Published posthumously nearly a decade after PKD's death, some suggest this is a first draft. Regardless, at this stage of his authorial career, even PKD's reportedly rough drafts with rough edges remain as relevant and poignant as ever.
The titular Radio Free alludes to Radio Free Europe, which primarily exists to broadcast Western propaganda into Russia and surrounding areas.
By including himself as a character PKD creates a mechanism whereby he can periodically drop intriguing "Easter eggs" into his story. Such tidbits are catnip to his fans. Take this passage, for instance:
My real trouble concerning drugs came when Harlan Ellison in his anthology Dangerous Visions said in an introduction to a story of mine that is was "written under the influence of LSD," which of course was not correct. After that I had a really dreadful reputation as a doper, thanks to Harlan's desire for publicity.
One prevalent story theme is the persistence of malvalent State overreach throughout millenia, and subsequent loose-knit remediation. PKD's story implants theoleptic sybils into people's minds to guide them through the rough times as they restore freedom.

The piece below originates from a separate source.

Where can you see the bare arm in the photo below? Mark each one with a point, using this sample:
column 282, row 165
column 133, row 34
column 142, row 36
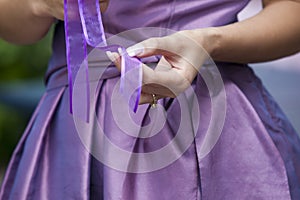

Sybils with anamnesis in their toolkit.
As with much of PKD's oeuvre, the politics in his dystopia ultimately seem all too real. At times, Dick plays the part of a prose prankster. This story showcases some of his dark humor. The following abridged excerpt gives you a taste of it:
And then there was the weekly "Conversation with the Man We Trust," Ferris F. Fremont speaking from a firelit alcove in the White house. ...
These synthetic chats were carried by all networks in prime time, and it was a good idea to listen. You were supposed to do so with your front door open, so that roving bands of [Friends of the American People] could make spot checks. They passed out little cards on which various simpleminded questions about the current speech were asked; you were to check the right answers and then drop the card in a mailbox. ... It was mandatory to put your social security number on the card; ...
Sometimes the questions did seem devious, with the high possibility of making an accidental incriminating answer. One went: Russia is becoming (1) weaker; (2) stronger; (3) about the same in relationship with the Free World. ...
[The next question was] Russian technology is (1) very good; (2) adequate; (3) typically inept.
Well, if you marked (1) you seemed to be paying the Communists a compliment. (2) was probably the best bet, since it was probably true, but the way (3) was worded seemed to suggest that the right-thinking citizen would reflexively mark it. After all, what could one expect from captive Slavic minds? Certainly, typical ineptness. We were very good, not them.
But if their technology was typically inept, then how could (2) be the correct answer to the previous question?